Only 37% of Europeans report “high” or “good” satisfaction levels with all the aspects of accessibility of persons with reduced mobility. Satisfaction is highest in the UK (61%), Ireland (56%) and France (52%). Questions of accessibility are essential to improve the modal share of rail, in particular in the context of the ageing of the European population. Rail appears not to be reaching some 19% of the EU population because of accessibility issues.

Investment in infrastructure: in terms of investments in the network, slightly less than EUR 29 billion appear to have been invested in the conventional network in 2012 (some 7% more than 2011) and some EUR 34.5 billion in the whole rail network (including high-speed). As far as the conventional network is concerned, the shares of maintenance (29%), enhancement (36%) and renewal (35%) appear to be roughly equal in 2012.

Railway-related projects financed by EU funds, either under TEN-T or structural and cohesion funds, have amounted to some EUR 22 billion through the period 2007-2013, hence some EUR 3 billion/year, representing some 2% of the EU annual budget.
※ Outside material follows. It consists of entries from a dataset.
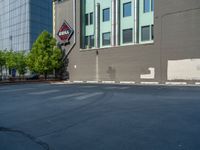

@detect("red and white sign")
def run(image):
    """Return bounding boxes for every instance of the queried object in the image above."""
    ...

[57,21,74,42]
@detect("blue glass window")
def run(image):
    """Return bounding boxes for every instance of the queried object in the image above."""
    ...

[151,0,154,11]
[102,32,110,46]
[123,29,133,43]
[90,12,94,24]
[141,26,150,41]
[85,35,94,48]
[85,14,89,25]
[103,8,110,22]
[123,2,132,17]
[144,0,150,13]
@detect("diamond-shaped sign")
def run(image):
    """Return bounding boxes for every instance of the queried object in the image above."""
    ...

[57,21,74,42]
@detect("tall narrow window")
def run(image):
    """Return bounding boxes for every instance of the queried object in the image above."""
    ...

[141,26,150,41]
[85,35,94,49]
[123,2,132,17]
[90,35,94,48]
[123,29,133,43]
[103,8,110,22]
[144,0,150,13]
[90,12,94,24]
[151,0,154,11]
[102,32,110,46]
[85,14,89,26]
[151,24,154,40]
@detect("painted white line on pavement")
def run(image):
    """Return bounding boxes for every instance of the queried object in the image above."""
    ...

[165,82,187,85]
[141,82,159,85]
[51,92,86,100]
[51,82,66,85]
[104,86,129,90]
[73,81,83,83]
[29,90,60,95]
[120,81,135,84]
[0,88,34,92]
[102,81,115,84]
[86,81,98,83]
[76,92,103,100]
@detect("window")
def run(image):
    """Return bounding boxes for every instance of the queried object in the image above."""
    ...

[85,14,89,26]
[123,29,133,43]
[144,0,150,13]
[90,12,94,24]
[103,8,110,22]
[90,35,94,47]
[102,32,110,46]
[151,0,154,11]
[141,26,150,41]
[85,12,94,26]
[123,2,131,17]
[85,35,94,48]
[151,24,154,40]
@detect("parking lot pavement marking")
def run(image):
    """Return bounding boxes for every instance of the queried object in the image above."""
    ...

[76,92,103,100]
[0,88,34,92]
[51,92,86,100]
[105,86,129,90]
[28,90,60,95]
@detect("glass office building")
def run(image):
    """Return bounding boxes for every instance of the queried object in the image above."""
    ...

[82,0,154,49]
[0,0,52,51]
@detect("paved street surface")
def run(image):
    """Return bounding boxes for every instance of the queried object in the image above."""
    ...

[0,84,200,150]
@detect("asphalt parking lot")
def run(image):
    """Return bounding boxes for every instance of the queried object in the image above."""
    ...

Much of the funding for rail projects was concentrated in Italy, Spain, Poland and the Czech Republic over the 2007-2013 period.

Price trends: nominal prices for railway services have increased by 4% in 2012 compared to 2011, based on the harmonised consumer price index (HCPI) – which includes urban transport. Major increases took place in Central and South-Eastern Europe (in Slovakia, the increase reached 35%). In Sweden, prices have decreased by 1%.

The variation of fares greatly depends on the structure of financing of the railway market. Public service obligations normally have regulated prices, whereas commercial services have unregulated prices.

Rail fares in some commercial lines can vary strongly in relative terms. The report highlights that from the consumer’s point of view, day returns in some routes remain costly, even if sometimes rail loyalty cards can halve fares. Booking a weekend trip 2 weeks in advance between Paris and London can still cost EUR 260 and an immediate departure from Madrid to Barcelona can cost EUR 173.